'Soft' robotic hand runs on air pressure and AI

A demo shows the bot learning how to roll a 12-sided shape with its fingers.

We've seen examples of robots mimicking humans, but now we're seeing robots that can autonomously teach themselves how to handle objects. Festo has developed a flexible robotic hand that uses artificial intelligence to deduce how to manipulate an item with its fingers. Such self-learning technology should prove vital towards building robots that can learn to execute tasks by themselves in the workplace, at home and pretty much anywhere.

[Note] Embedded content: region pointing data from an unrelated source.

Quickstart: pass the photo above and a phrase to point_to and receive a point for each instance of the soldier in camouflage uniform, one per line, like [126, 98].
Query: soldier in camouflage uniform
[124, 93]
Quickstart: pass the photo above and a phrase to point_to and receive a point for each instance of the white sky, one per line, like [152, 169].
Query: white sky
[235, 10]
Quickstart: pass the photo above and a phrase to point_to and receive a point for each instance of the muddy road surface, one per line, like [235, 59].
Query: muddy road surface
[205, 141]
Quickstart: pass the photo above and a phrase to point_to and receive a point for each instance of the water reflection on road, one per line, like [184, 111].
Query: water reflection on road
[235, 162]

The BionicSoftHand determines how to perform tasks through trial and error, but without a tedious, time-sapping manual process. Once engineers give the robot an objective, 3D cameras and depth sensors create a virtual copy of an object. The hand's AI then runs myriad simulations to help it quickly figure out what to do. In a demo video, the robot determines how to roll a dodecahedron between its fingers without dropping it. Without AI, it could take months for the robot to learn how to do so.

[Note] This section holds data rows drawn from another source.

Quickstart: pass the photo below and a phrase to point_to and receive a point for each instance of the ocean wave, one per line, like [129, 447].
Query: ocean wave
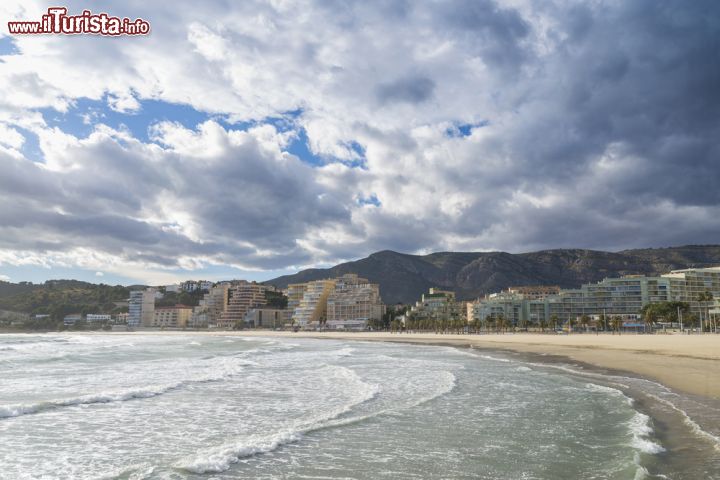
[639, 426]
[694, 427]
[220, 458]
[16, 410]
[495, 359]
[613, 391]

AI is only one part of the project. The robot has a soft hand, which means it can interact safely with humans.

The fingers are made from 3D textile-knitted fabric (using elastic and high-strength fibers), with tactile sensors and a flexible circuit board. There are bellows inside to move the joints as they fill and empty with air. Pneumatic swivels at the base of the thumb and index fingers allow them to move from side to side, while there are two dozen proportional piezo valves in what's essentially the wrist to make the whole thing work. Festo says the construction of the hand allows it to have 12 degrees of freedom, allowing it to manipulate objects with dexterity.

We're likely a while away from seeing this tech in factories and classrooms. Machine learning means it will improve over time and, as both AI and the hardware advances, robots like BionicSoftHand should figure out how to handle even more nimble tasks with autonomy.